2
Yorum
16
Beğeni
4,2
Puan
256
Okunma
I
Kırmızı gelinciikler kan giyindi,
Kandan elbiseler giyindi.
Bir uğur böceği kondu da içlerine,
Bir uğursuzluk zuhur etti.
Kırmızılar kendilerini sarılar iklimine bıraktılar.

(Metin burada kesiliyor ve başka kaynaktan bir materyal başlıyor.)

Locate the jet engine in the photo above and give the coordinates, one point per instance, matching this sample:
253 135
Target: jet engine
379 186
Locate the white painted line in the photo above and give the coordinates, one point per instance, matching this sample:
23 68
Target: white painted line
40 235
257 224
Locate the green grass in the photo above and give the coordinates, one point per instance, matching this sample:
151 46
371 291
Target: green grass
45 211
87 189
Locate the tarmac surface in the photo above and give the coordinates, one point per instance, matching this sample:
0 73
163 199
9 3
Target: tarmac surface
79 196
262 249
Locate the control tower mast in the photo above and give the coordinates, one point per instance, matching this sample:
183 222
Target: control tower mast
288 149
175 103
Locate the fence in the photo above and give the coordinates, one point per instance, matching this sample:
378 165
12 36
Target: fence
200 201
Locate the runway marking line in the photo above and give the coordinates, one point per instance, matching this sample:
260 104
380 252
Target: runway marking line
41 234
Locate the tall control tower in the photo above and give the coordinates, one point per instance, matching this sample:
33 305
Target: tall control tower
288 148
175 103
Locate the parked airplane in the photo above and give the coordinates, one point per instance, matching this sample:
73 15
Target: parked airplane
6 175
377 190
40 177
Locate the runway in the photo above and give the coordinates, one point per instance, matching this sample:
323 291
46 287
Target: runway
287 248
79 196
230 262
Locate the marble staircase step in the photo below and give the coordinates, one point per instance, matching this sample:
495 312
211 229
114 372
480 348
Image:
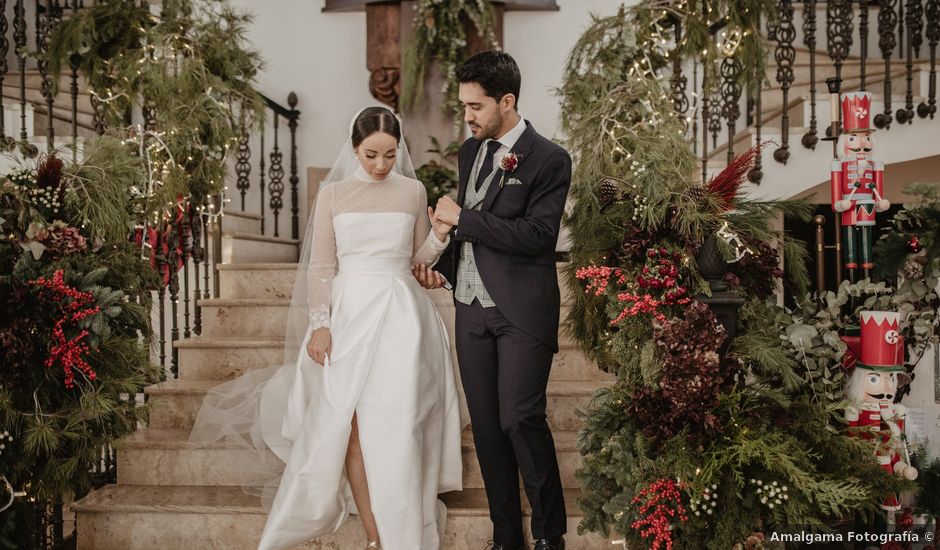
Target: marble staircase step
162 456
235 221
224 358
252 248
176 402
119 517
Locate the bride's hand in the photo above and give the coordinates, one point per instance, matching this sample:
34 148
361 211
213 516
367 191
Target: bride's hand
319 345
440 228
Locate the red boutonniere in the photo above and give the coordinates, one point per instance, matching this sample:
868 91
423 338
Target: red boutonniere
508 165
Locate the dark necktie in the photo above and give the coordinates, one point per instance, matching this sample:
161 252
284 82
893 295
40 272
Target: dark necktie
487 166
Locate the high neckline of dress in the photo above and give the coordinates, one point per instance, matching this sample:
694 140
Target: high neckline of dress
361 174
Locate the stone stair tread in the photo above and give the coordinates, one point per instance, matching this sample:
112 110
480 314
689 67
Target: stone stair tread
472 502
174 438
227 500
257 267
262 238
565 440
243 302
249 215
202 342
556 388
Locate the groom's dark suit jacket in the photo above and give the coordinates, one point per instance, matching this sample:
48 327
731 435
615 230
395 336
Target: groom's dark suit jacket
514 233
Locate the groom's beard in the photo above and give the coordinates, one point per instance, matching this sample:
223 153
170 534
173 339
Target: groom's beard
490 131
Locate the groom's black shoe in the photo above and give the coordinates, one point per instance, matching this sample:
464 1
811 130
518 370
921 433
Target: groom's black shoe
550 544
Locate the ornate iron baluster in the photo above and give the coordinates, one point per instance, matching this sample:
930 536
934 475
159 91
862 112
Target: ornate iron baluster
706 114
785 55
917 26
19 40
261 176
839 32
810 138
887 19
44 27
933 35
714 118
863 40
195 225
276 185
4 66
906 115
731 98
243 167
294 178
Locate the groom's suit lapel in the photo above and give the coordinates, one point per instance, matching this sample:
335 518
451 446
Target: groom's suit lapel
465 165
522 149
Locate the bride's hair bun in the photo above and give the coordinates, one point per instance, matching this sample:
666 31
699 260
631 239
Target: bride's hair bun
372 120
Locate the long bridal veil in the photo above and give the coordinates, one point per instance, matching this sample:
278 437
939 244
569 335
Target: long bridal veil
260 412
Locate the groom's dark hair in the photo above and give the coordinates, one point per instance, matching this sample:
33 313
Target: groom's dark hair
495 71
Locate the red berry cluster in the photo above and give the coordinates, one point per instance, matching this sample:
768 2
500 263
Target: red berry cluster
598 277
660 504
70 353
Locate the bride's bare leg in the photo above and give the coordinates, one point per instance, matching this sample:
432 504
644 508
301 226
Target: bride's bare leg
356 472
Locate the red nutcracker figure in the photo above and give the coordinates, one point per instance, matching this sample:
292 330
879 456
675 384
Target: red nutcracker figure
878 354
857 183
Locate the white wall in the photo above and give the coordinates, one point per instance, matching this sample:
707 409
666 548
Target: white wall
322 57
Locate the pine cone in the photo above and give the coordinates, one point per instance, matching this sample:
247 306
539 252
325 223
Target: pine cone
697 194
608 192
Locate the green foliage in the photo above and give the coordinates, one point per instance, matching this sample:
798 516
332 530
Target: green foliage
439 35
189 67
439 176
778 415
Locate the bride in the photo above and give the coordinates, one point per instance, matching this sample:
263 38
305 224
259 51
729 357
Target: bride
364 416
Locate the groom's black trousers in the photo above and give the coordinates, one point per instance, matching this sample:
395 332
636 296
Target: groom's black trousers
504 373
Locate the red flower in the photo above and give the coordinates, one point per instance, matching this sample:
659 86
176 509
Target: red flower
509 162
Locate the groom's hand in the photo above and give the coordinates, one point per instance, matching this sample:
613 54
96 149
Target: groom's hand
447 211
426 277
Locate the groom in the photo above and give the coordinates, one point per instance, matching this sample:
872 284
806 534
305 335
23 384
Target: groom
501 263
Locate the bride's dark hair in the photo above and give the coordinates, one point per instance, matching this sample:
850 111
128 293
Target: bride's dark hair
372 120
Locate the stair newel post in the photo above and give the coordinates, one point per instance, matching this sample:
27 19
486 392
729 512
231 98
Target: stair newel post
276 178
810 138
863 41
294 179
906 115
19 40
174 238
887 19
933 35
196 228
731 97
215 207
784 55
206 251
261 185
161 294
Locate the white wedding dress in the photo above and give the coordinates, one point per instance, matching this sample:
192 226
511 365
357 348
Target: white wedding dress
390 364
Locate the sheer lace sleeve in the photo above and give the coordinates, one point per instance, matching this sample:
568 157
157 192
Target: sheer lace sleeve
322 266
427 247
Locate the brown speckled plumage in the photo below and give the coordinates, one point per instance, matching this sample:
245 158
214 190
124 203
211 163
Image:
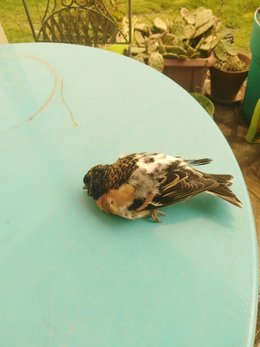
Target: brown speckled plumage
139 184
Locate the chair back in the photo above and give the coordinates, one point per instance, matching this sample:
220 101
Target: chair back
86 22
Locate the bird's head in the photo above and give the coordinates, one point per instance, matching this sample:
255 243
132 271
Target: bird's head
95 181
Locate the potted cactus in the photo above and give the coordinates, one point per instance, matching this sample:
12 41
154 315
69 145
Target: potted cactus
228 73
181 49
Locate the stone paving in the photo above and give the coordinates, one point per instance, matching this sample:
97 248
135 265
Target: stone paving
231 123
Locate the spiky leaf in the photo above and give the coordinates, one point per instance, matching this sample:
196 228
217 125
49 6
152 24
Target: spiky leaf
156 61
188 16
204 28
160 24
209 43
170 39
202 16
139 38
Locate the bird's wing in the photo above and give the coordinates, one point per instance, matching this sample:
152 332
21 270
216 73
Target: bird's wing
181 184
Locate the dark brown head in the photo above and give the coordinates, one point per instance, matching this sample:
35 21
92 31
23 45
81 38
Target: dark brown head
95 181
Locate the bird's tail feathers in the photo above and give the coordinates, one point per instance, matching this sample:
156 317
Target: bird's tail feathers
196 162
223 192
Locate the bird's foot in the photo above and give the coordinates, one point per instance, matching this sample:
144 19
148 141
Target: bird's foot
154 215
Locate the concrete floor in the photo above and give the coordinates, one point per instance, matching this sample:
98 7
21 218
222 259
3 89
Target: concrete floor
230 121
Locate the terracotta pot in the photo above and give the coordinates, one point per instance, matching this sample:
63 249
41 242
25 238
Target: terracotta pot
226 84
190 73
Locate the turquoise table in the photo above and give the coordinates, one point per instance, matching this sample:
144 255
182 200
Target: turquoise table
72 276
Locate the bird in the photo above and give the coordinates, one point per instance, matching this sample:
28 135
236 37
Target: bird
139 184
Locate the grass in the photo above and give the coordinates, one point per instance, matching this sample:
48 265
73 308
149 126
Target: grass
237 15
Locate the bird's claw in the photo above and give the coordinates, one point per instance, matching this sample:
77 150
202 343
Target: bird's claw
154 215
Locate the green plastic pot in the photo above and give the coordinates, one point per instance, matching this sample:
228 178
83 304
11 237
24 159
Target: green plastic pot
253 81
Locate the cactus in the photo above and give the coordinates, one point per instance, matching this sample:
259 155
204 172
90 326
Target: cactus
194 34
227 58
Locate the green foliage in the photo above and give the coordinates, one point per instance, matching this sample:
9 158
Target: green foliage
192 35
227 57
237 17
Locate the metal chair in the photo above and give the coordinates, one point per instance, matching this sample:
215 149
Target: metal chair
86 22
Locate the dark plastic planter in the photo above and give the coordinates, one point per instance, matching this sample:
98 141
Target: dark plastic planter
226 84
190 73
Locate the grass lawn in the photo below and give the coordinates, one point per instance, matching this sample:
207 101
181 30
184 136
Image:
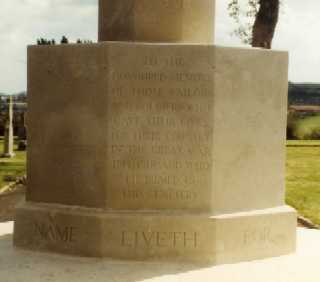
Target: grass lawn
15 166
303 178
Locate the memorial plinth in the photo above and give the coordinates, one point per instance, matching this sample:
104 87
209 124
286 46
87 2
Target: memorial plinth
157 151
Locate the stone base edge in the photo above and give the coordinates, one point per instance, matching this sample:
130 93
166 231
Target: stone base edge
154 235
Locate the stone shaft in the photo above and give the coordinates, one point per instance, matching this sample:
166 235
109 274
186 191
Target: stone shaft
129 126
157 20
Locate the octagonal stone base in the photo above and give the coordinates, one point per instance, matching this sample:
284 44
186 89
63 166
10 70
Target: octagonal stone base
152 235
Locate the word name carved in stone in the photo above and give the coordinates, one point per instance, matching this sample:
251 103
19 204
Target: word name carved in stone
54 232
148 239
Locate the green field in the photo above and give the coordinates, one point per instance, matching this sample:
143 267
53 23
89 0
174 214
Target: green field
14 166
303 178
303 175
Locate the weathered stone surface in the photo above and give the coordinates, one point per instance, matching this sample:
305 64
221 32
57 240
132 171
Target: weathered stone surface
157 20
156 235
167 127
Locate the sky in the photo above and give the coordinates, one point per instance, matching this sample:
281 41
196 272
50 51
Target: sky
23 21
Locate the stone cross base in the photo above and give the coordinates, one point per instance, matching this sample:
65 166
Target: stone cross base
153 235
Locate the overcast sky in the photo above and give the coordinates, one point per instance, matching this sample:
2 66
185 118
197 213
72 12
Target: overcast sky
23 21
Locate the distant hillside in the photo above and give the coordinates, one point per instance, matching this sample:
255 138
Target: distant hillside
304 94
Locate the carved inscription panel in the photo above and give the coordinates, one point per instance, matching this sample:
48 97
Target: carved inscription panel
160 113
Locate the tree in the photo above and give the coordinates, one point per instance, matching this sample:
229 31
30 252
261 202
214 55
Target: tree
262 18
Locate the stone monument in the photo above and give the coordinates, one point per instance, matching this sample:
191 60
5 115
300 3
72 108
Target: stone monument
170 148
8 132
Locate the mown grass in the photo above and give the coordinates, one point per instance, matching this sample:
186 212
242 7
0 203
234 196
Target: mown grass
12 166
303 178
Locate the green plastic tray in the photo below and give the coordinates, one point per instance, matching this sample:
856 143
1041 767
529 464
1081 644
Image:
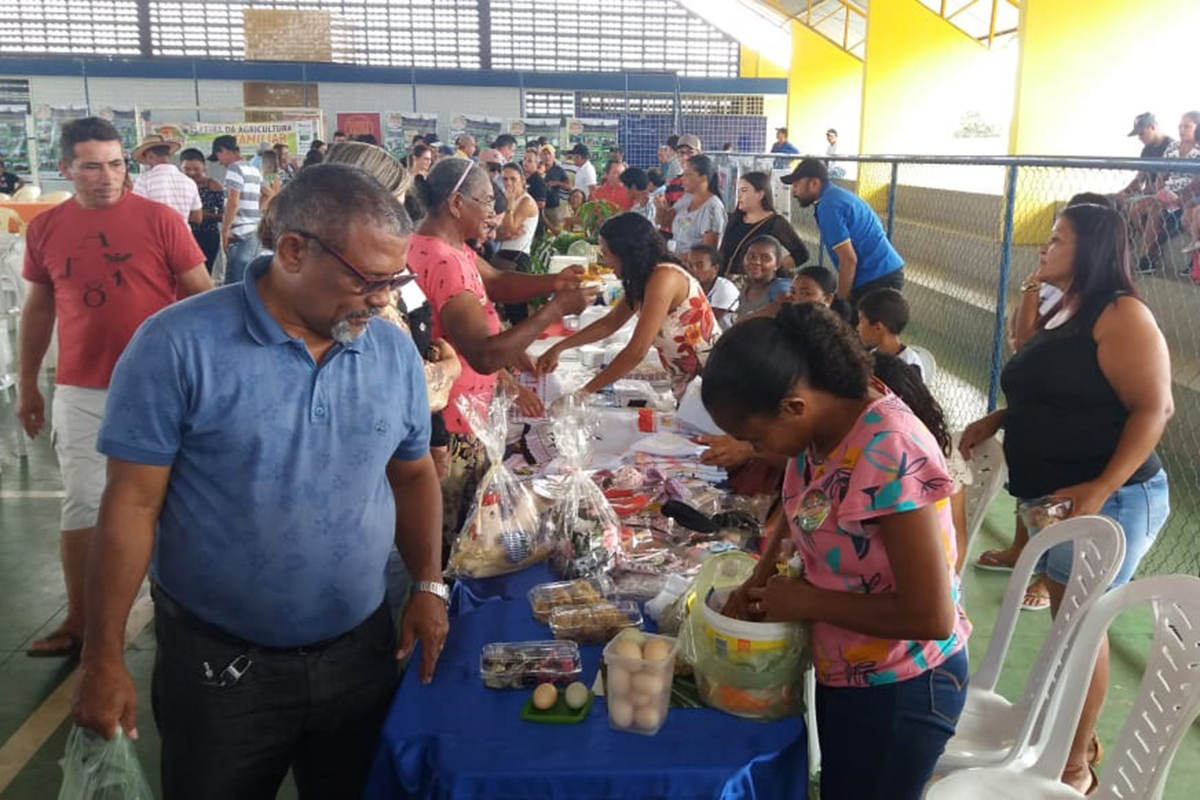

Soluk bir güneş açtı tepelerinde,
Kül renginde bir güneş.
Umut bir kuş oldu,
En güzel uçuşuna kanat çırparak.
Maviler soludu,
Tek kanatlı bir kalbin orta yerine bağdaş kurdu.
Kalbin sahibi adam durdu.
Göğe baktı,
Maviye imrendi, kırmızı gördü, sarımtırak hüzünler yaşadı.
Halden hal ile, halden kal arasında gidip geldi.
Kalbi matruşka gibi oldu.
Kalbinin iklimleri değişip durdu.
Bu hâl medcezir gibi göğüs kafesinde çekilip çekilip,
Dalga dalga vurdu.
Adamın biri vuruldu.
II
Ve körlük mevsimi başladı.
Cihan isimli hengamenin sadasında,
Bilinç tutuştu bir kâğıt gibi.
İnanç bir dal aradı tutunmak için.
Üç büyük peygamber yalanlandı:
Birinin boynuna soğuk bir bıçak değdi,
Birinin alnına cinayetin resmi çizildi,
Birinin ağzı süt koktu.
Elleri zeytin, gözlerinde bir Meryem hüznü.
O Meryem ki yönlerin isim annesi,
O Meryem ki kahverengi tapınağın zarafeti,
O Meryem ki Kudüs kokulu bir Meryem.
III
Âlem içinde âlem,
Âlemler içinde sırlı bir âlem.
Fizan’a gitti allame-i cihan,
Allame-i kül’ün boynu vuruldu.
Sina mezarında ters döndü,
Farabi’nin kalbi birkaç defa daha kırıldı.
Gazali kalabalıklara bakarak sırıttı.
Söndü güneş,
Güneş dediğin cehennem sandukası.
Çatladı ay ışığından,
İkiye bölündü ay.
Bir öykünün orta yerine peygamberin biri konuldu.
Külliyat çoğaldı,
Cehalet arttı, arttı, arttı.
Cehalet, itaat edilen partizanlık ile buluştu.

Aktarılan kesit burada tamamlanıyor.